Diagnosed mostly in children, AFM specifically strikes the spinal cord. Some children have mild cases, such as temporary limb weakness — flaccid or floppy limb strength — and fully recover. But children with severe cases often experience sudden paralysis or weakness in the arms or legs that persists. They can also have droopy eyelids and difficulty swallowing and speaking. In the worst cases, respiration is suppressed, requiring life-saving use of a ventilator.

A Rare but Alarming Condition

Fewer than one in one million people develop the illness in the United States each year, but the recent increase in cases has alarmed public health officials because not all of the children fully recover.

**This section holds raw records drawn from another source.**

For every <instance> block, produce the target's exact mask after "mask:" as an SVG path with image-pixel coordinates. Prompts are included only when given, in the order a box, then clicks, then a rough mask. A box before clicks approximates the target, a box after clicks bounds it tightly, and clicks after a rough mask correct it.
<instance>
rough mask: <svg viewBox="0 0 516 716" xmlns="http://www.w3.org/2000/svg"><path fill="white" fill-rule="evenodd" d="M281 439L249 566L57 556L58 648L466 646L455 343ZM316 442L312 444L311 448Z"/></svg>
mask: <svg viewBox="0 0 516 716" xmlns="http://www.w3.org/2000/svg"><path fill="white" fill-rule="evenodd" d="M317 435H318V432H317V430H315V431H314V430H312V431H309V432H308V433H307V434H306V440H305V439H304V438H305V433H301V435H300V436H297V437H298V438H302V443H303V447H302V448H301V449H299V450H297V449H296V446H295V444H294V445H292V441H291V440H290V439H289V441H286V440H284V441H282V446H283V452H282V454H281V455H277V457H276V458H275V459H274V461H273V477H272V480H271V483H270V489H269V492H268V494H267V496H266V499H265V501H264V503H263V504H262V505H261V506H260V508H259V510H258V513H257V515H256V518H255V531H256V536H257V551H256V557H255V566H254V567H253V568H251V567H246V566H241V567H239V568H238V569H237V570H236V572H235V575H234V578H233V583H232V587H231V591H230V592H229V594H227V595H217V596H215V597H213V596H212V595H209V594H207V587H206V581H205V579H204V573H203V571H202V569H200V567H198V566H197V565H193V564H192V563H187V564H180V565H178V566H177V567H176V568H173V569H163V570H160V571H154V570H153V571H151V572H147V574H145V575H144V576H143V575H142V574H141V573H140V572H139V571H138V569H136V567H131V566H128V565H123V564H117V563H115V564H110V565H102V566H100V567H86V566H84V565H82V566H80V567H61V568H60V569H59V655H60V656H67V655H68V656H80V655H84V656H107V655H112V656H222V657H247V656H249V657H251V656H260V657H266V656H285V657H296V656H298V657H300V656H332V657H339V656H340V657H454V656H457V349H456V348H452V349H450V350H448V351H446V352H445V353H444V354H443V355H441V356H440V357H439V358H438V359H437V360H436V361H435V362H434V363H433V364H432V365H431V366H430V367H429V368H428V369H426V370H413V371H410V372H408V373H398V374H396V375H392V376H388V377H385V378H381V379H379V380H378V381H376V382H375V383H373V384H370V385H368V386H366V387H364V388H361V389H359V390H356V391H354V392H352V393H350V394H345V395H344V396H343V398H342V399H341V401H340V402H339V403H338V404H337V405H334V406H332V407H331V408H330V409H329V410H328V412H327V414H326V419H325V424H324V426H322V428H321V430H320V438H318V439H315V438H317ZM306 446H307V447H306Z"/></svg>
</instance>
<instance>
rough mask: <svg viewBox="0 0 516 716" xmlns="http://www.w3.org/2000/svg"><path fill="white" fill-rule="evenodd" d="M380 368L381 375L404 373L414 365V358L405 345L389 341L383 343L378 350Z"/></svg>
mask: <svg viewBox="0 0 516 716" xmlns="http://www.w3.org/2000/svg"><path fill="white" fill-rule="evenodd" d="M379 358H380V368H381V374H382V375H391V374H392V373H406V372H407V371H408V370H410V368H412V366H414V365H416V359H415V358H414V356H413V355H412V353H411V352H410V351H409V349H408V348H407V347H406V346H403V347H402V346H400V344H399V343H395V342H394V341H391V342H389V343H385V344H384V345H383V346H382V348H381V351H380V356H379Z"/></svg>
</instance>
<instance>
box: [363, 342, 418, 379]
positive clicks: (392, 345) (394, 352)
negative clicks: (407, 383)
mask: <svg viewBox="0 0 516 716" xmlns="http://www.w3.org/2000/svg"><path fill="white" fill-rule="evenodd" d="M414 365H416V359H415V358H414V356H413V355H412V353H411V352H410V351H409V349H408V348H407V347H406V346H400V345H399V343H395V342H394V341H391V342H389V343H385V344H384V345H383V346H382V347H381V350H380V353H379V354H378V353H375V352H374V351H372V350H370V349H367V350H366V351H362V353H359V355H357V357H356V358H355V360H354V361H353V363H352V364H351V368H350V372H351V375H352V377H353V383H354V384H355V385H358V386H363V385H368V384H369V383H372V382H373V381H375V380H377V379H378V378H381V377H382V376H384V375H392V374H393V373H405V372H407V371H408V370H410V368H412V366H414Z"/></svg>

“It’s a concern any time you have something recurring every few years and we don’t know exactly what causes it,” says Mobeen Rathore, MBBS, chief of the division of pediatric infectious diseases and immunology at the University of Florida College of Medicine in Jacksonville, who serves on the American Academy of Pediatrics committee on infectious diseases. “This has a significant impact on the children, and it occurs in mostly healthy kids.”

Mild cases can be especially difficult to diagnose, Dr. Rathore says. No diagnostic test exists; doctors use criteria from the CDC to make a diagnosis, which includes an MRI exam to look for lesions in the spinal cord.

“Many of the cases are not recognized unless you are attentive to it or suspect it,” he says. “It’s probably the tip of the iceberg.”